In Deutschland ist das nicht so.
- FP:
- Wo siehst Du die Vorbildfunktion?
- Dick:
- Mayday hat den Anspruch gehoben. Unsere Medienarbeit, Promotion,
Veranstaltungsorganisation, Installation etc. waren für viele
Veranstalter Vorbild gebend. Djs die bei Mayday aufgelegt haben konnten
damit den Durchbruch schaffen. Im Ruhrgebiet hat der Judgementday das
ganze Rave Ding erst richtig ins rollen gebracht. Die Auswirkungen dieser
Veranstaltung sind einfach unübersehbar.
- FP:
- Wie lange wird Mayday seine Vorreiter-Rolle noch ausüben bzw.
ausüben können ...
- Dick:
- Ich bin kein Prophet, aber zwei Sachen erscheinen mir klar.
-> Erstens: Bis jetzt sind die meisten anderen über den Status des
Kopierens nicht hinausgekommen.
-> Zweitens: Einen gewissen Bonus wird Mayday wohl für alle Zeiten haben,
ganz einfach weil wir die Ersten waren, die so eine Veranstaltung richtig
gemacht haben... und das läßt sich nunmal im nachhinein nicht
mehr rückgängig machen. Das schöne an Mayday ist daß
die sie inzwischen ein Klassiker ist, aber sich permanent erneuert und
trotzdem nach wie vor die Speerspitze von Innovationen ist.
- FP:
- Was siehst Du als den wichtigsten Vorteil von Mayday?
- Dick:
- Eben das Vertrauen. Leute kommen zu Mayday, weil es Mayday ist. Und wir
werden uns immer so anstrengen, daß das so bleibt und das wir
niemanden enttäuschen. Das ist etwas, was niemand kopieren kann,
selbst wenn er die gleichen Acts irgendwo hinstellt etc. Und daß
Mayday tatsächlich auch immer eine Glaubenssache ist und war und
nicht nur eine kommerzielle Veranstaltung. Andere wären dazu
übergegangen, jeden Monat einen Mayday zu machen. Die Nachfrage ist
inzwischen da. Aber das kann es nicht sein, die Euphorie wäre weg
und man würde sich nicht mehr auf den nächsten Mayday freuen.
Ein halbes Jahr Abstand ist optimal.
Was auch wichtig ist: Mayday hat auch Vorsprung durch Technik.
Es ist eben etwas ganz anderes, ob man Rockkonzerte veranstaltet oder
Raves. Mayday hat überhaupt Raveinstallationen mit Licht- und
Tonkonzepten erfunden, vorher haben irgendwelche Anlagenfirmen ihr
Equipment, was sonst auf Rockkonzerten steht, einfach irgendwie hingestellt.

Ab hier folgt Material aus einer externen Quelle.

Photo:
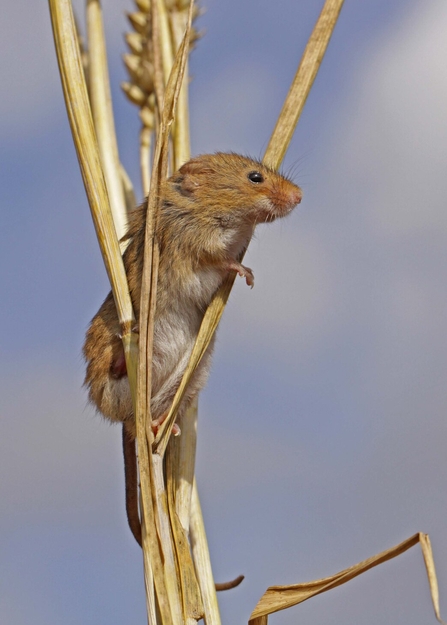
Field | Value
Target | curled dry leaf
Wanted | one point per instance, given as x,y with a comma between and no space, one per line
278,598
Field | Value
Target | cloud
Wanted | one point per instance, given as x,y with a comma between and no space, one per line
31,93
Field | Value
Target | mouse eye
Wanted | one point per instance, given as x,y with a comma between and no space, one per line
255,176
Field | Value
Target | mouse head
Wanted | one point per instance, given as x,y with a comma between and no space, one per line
235,187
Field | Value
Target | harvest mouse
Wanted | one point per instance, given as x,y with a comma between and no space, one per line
208,211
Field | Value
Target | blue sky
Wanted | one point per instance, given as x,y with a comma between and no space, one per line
322,430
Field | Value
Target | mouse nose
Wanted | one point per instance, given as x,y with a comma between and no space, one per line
296,196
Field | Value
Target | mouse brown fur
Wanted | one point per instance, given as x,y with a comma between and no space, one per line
208,211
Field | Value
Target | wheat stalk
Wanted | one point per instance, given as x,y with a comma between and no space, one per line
157,68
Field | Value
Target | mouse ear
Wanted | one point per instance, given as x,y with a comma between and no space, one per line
199,165
190,175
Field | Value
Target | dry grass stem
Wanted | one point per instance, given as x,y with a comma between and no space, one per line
281,597
101,103
202,561
278,145
128,190
84,137
302,83
152,487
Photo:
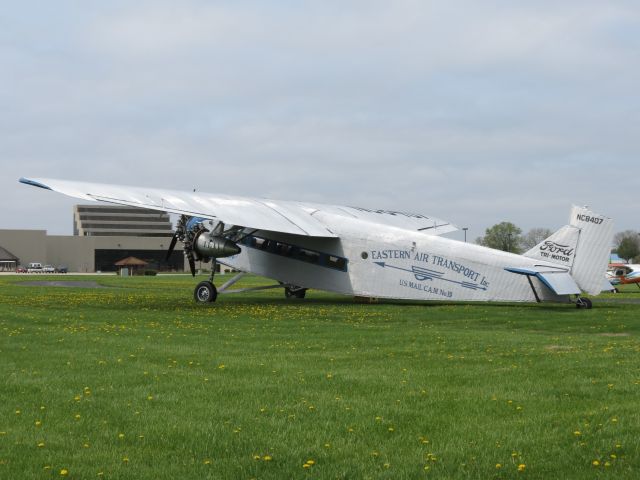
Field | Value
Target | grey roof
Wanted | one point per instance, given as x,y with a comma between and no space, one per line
7,255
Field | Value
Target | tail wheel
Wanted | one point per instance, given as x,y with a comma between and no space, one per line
205,292
295,292
584,303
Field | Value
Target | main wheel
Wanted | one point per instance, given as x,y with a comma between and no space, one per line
584,303
205,292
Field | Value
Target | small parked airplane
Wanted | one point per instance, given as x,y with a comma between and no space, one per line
365,253
623,274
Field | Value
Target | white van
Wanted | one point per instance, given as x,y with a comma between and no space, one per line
34,267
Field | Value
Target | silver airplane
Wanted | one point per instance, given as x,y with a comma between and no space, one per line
365,252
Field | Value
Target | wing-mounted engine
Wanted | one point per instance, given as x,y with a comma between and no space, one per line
202,243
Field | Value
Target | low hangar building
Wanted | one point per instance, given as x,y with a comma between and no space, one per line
103,234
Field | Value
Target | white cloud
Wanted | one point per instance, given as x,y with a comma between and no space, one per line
469,111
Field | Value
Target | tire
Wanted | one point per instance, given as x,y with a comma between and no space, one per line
294,293
205,292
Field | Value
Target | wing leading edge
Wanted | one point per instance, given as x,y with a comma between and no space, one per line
261,214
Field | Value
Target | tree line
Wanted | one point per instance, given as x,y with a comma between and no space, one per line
508,237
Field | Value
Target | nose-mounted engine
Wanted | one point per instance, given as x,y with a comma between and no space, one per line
200,243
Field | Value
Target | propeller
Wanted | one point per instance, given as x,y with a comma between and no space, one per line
190,230
178,235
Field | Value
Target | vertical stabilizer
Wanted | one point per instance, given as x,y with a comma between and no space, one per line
583,247
593,250
559,248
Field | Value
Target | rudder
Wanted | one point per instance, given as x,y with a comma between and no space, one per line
583,247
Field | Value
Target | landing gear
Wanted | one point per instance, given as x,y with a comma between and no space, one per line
205,292
583,303
294,292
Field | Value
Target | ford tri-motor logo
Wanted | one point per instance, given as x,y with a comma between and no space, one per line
556,251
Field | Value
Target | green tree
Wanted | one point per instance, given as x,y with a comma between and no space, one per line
503,236
628,245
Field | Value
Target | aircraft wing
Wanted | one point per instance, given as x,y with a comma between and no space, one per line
247,212
260,214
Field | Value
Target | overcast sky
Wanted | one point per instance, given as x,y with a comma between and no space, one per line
472,111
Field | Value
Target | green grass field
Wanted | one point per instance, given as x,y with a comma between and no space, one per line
136,381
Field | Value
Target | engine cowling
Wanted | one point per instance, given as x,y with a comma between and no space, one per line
206,246
199,243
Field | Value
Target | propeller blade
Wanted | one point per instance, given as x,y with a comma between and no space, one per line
192,265
172,245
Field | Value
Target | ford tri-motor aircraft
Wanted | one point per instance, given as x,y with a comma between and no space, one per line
365,253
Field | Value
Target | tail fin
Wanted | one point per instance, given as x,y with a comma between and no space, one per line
583,247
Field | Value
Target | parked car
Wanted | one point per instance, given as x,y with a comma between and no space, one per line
34,267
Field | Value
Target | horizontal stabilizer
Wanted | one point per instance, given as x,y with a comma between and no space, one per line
557,280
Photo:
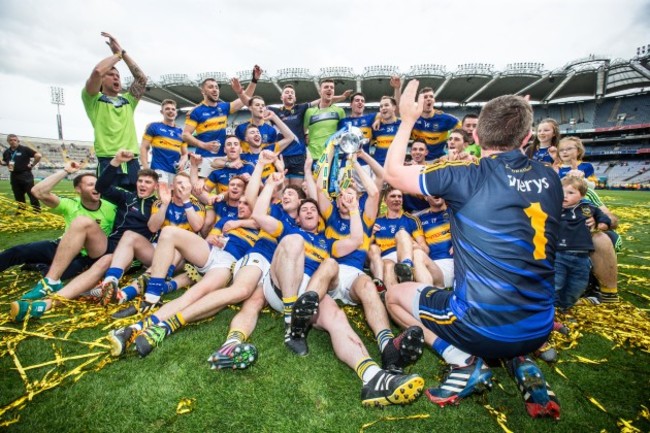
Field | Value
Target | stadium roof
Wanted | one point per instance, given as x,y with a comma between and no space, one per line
592,77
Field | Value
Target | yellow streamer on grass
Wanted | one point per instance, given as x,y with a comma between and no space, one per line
500,417
186,405
392,419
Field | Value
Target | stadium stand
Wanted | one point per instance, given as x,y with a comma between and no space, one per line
56,152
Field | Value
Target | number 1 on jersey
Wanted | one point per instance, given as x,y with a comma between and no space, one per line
537,222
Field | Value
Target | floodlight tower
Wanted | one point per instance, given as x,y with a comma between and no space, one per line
58,99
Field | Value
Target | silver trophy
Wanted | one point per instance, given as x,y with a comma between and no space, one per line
351,140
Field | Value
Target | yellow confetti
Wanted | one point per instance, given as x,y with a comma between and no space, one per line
626,426
186,405
596,403
500,417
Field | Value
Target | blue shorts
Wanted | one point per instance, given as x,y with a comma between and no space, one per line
433,311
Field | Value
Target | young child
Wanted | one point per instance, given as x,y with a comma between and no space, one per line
544,147
570,153
572,263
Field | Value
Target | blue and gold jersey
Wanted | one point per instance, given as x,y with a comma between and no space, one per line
338,227
166,145
505,214
220,178
253,157
210,125
224,210
382,139
240,240
175,214
437,233
435,131
268,133
388,228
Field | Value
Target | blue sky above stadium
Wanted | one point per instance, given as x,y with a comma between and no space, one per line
45,43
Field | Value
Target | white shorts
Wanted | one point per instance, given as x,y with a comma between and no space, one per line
390,256
205,169
272,297
347,275
218,258
447,268
253,259
165,177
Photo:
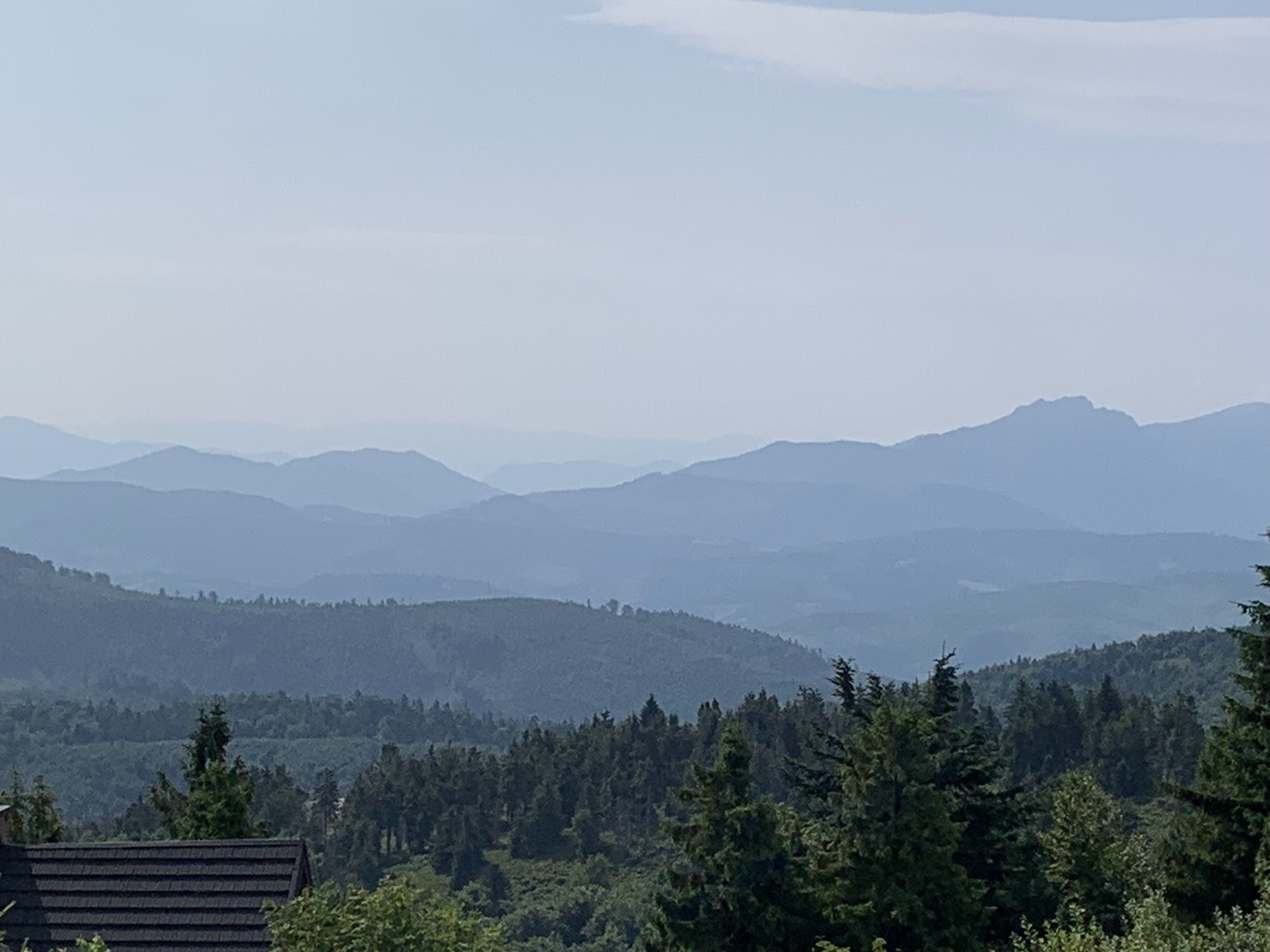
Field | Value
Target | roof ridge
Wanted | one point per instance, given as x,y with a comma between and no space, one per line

Wir arbeiten inzwischen mit den besten Leuten auf der Welt zusammen.
- FP:
- Gibt s Sachen, die Euch Schwierigkeiten bereiten. Schwieriger wird es
doch, was das Finden neuer Acts und DJs angeht.
- Dick:
- Das stimmt, aber nicht so sehr, weil es keine gibt, sondern weil
inzwischen die Szene durch den von uns mitausgelösten Boom teilweise
informierter ist. Es ist schon schwierig, aus dem Boden stets eine
Handvoll neuer Superstar-Joker zu zaubern, die bei uns ihr Deutschland
Debüt geben. Außerdem gibt es ja heute viel mehr Veranstalter,
jeder kann sobald ein Act populärer wird, der erste sein, der ihn
präsentiert. Aber das ist nicht so schlimm, denn uns ist noch immer
etwas eingefallen, uns geht es um die Konzeption des bestmöglichen
Abends.
Was das musikalische angeht, müssen auch wir darauf warten,
was da so kommt. Das können wir nicht bestimmen, bestenfalls positiv
beeinflussen. Wir können immer nur Acts finden und präsentieren,
die irgendetwas gutes machen. Schlimmer ist es, daß die staatlichen
Restriktionen immer größer werden. Wir müssen
Vergnüngungssteuern bezahlen, die Hallenmieten sind aufeinmal viel
teuerer geworden, und es gibt immer mehr behördlichen Aufwand.
Doch wir werden uns nicht das Raven nicht vermiesen lassen!